Segmentation and Recognition of Highway Assets using Image-based 3D Point Clouds and Semantic Texton Forests
Files
TR Number
Date
Journal Title
Journal ISSN
Volume Title
Publisher
Abstract
Efficient data collection of high-quantity and low-cost highway assets such as road signs, traffic signals, light poles, and guardrails is a critical element to the operation, maintenance, and preservation of transportation infrastructure systems. Despite the importance, current practice of highway asset data collection is time-consuming, subjective, and potentially unsafe. The high volume of the data that needs to be collected can also negatively impact the quality of the analysis.
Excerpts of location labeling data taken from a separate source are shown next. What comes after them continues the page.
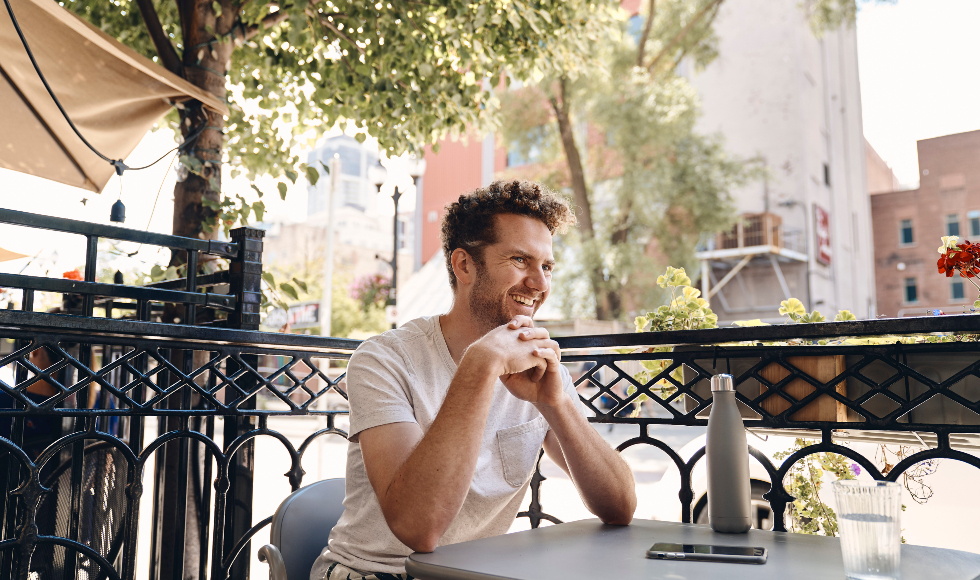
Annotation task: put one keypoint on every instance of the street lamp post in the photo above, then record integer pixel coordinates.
(378, 174)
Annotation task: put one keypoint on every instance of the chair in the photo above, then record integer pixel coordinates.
(300, 529)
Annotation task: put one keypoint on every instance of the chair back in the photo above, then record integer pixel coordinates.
(303, 522)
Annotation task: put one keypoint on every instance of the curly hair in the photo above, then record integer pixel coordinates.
(469, 222)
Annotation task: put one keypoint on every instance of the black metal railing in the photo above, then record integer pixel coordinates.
(139, 367)
(83, 393)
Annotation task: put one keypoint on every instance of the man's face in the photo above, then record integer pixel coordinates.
(515, 277)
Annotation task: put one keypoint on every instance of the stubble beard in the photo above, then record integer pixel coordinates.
(486, 308)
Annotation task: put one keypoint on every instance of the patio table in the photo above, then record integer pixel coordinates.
(590, 549)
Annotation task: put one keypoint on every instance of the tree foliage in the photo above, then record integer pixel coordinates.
(622, 138)
(405, 73)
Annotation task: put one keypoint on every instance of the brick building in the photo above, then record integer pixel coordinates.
(908, 226)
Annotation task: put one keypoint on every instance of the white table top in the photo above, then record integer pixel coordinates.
(590, 549)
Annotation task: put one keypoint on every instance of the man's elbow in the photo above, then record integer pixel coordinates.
(417, 540)
(419, 536)
(620, 513)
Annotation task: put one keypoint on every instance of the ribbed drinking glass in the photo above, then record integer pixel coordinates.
(870, 533)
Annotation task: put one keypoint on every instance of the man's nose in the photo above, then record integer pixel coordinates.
(537, 280)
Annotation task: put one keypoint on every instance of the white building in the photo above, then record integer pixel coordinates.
(791, 102)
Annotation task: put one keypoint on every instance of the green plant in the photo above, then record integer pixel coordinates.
(808, 514)
(686, 310)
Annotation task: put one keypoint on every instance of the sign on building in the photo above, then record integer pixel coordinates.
(822, 233)
(299, 316)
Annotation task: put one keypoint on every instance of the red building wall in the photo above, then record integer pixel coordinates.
(454, 170)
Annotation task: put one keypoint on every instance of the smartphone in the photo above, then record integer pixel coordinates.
(706, 553)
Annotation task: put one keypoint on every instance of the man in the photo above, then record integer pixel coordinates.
(448, 413)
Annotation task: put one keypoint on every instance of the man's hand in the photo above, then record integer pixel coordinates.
(541, 384)
(525, 358)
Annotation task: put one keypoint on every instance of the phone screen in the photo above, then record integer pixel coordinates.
(705, 549)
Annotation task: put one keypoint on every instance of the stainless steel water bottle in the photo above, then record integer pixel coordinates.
(727, 454)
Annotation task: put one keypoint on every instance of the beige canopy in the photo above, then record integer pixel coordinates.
(111, 93)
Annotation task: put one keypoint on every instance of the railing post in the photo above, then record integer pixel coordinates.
(246, 283)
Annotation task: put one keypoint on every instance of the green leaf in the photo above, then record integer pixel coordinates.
(312, 175)
(792, 308)
(288, 289)
(753, 322)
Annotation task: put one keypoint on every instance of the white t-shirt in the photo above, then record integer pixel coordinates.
(403, 375)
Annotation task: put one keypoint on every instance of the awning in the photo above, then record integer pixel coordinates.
(112, 94)
(7, 255)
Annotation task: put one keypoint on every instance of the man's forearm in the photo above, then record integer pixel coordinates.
(428, 490)
(600, 474)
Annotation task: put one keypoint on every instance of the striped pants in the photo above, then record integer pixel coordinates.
(338, 571)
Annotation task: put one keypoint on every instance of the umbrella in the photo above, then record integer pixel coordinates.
(112, 94)
(7, 255)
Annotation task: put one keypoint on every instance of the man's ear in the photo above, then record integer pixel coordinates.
(463, 266)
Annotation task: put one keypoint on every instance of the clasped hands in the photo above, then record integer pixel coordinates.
(526, 359)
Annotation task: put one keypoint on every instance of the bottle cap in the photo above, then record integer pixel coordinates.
(722, 383)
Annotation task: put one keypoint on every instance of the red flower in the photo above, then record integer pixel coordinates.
(963, 259)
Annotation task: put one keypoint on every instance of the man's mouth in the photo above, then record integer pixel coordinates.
(522, 300)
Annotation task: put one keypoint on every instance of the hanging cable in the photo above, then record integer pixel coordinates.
(118, 164)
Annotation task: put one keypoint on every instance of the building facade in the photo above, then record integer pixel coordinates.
(790, 103)
(908, 226)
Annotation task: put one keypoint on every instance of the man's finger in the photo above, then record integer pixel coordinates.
(534, 334)
(519, 321)
(550, 356)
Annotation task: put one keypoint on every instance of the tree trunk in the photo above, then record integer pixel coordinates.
(205, 65)
(604, 309)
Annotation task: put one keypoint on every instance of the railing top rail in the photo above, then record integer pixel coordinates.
(962, 323)
(93, 327)
(223, 301)
(776, 333)
(33, 220)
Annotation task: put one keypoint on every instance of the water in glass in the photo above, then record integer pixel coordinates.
(871, 546)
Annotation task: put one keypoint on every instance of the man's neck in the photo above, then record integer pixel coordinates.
(459, 329)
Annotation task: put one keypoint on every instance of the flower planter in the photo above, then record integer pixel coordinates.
(822, 368)
(938, 367)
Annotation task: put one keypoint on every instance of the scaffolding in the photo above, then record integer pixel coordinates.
(754, 236)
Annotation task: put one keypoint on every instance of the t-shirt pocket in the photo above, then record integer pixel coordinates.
(519, 446)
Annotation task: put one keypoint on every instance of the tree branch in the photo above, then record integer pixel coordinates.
(328, 24)
(161, 42)
(687, 49)
(646, 33)
(683, 32)
(251, 32)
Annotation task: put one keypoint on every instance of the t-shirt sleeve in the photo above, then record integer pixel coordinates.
(569, 387)
(378, 387)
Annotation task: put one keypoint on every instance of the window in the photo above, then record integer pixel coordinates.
(953, 224)
(956, 290)
(911, 291)
(905, 237)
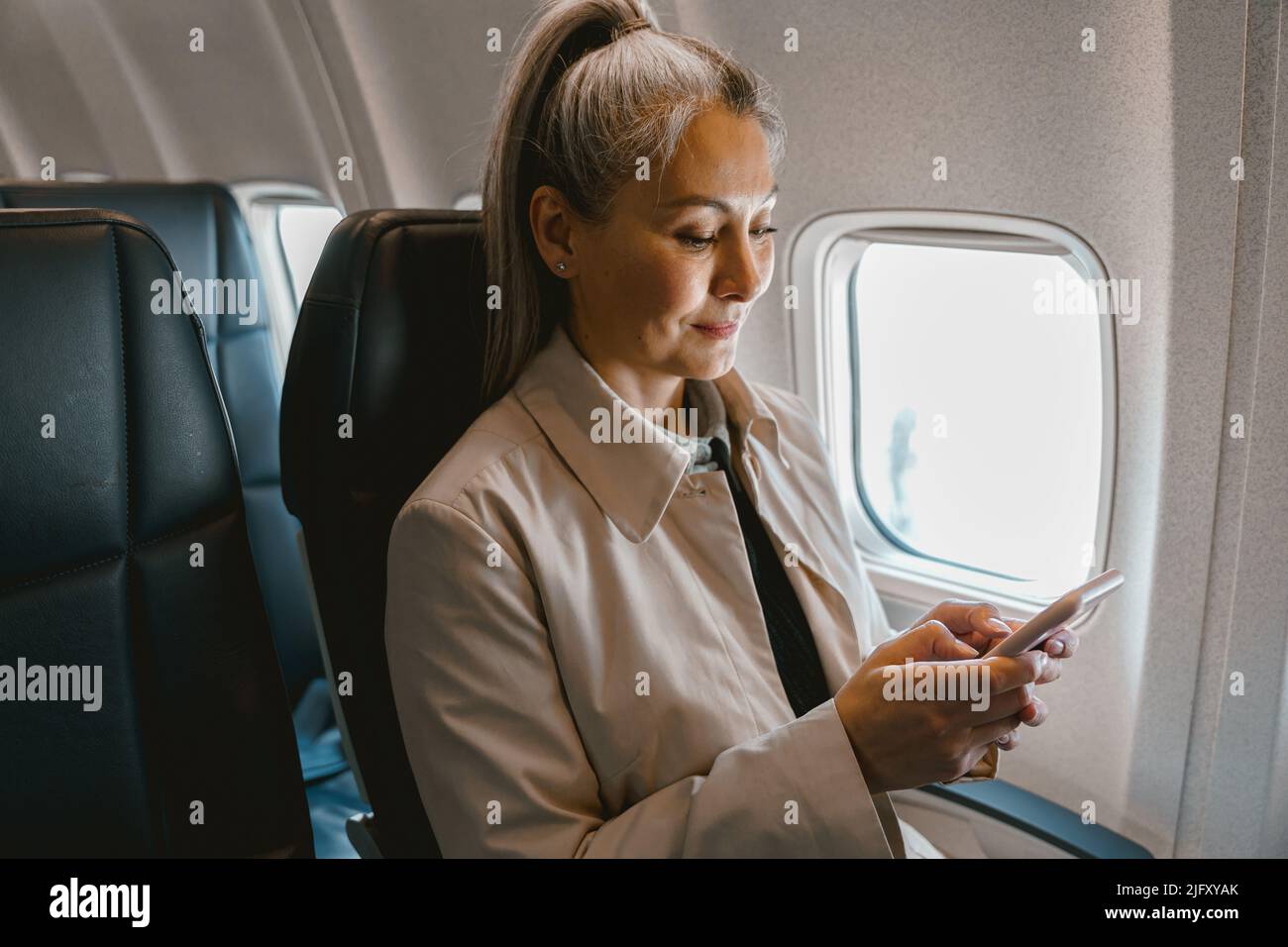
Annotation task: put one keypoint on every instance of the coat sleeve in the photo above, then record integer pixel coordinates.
(497, 757)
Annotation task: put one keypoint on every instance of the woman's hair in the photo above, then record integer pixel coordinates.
(592, 86)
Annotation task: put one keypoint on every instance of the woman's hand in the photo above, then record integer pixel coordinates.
(902, 744)
(979, 625)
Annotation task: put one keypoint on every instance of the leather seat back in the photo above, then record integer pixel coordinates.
(123, 548)
(389, 338)
(204, 230)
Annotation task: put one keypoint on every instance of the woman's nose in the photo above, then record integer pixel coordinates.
(741, 270)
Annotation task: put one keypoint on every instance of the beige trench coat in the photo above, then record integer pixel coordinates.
(578, 652)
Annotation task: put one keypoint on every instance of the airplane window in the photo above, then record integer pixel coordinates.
(979, 408)
(303, 230)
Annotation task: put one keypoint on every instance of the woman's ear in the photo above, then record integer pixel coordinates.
(552, 230)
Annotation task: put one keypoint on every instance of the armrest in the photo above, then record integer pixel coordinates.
(1039, 817)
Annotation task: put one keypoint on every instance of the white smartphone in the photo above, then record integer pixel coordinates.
(1068, 607)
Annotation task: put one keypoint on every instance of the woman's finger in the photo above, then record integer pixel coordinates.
(1063, 643)
(1034, 714)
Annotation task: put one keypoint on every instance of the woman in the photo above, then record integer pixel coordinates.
(608, 638)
To address these limitations, this paper proposes a new algorithm for semantic segmentation and recognition of highway assets using video frames collected from a car-mounted camera. The proposed set of algorithms (1) takes the captured frames and using a pipeline of Structure from Motion and Multi View Stereo reconstructs a 3D point cloud model of the highway and surrounding assets; (2) using a Semantic Texton Forest classifier, each geo-registered 2D video frame at the pixel-level is segmented based on shape, texture, and color of the highway assets; and finally (3) based on the results of the 2D segmentation and a new voting scheme, each reconstructed 3D point in the cloud is also categorized for one type of asset and is color coded accordingly. The resulting augmented reality environment which integrates the color coded point clouds with the geo-registered video frames enables a user to conduct visual walk through and query different categories of assets. Experiments were performed on a challenging video dataset containing sequences filmed from a moving car on a 2.2-mile-long, two-lane highway research facility. Experimental results with an average accuracy of 76.50% and 86.75% in segmentation and pixel-level recognition of 12 types of asset categories reflect the promise of the applicability of this approach for segmentation and recognition of highway assets from image-based 3D point clouds. It also enables future algorithmic developments for 3D localization of traffic signs and other assets that are detected using the state-of-the-art vision-based methods.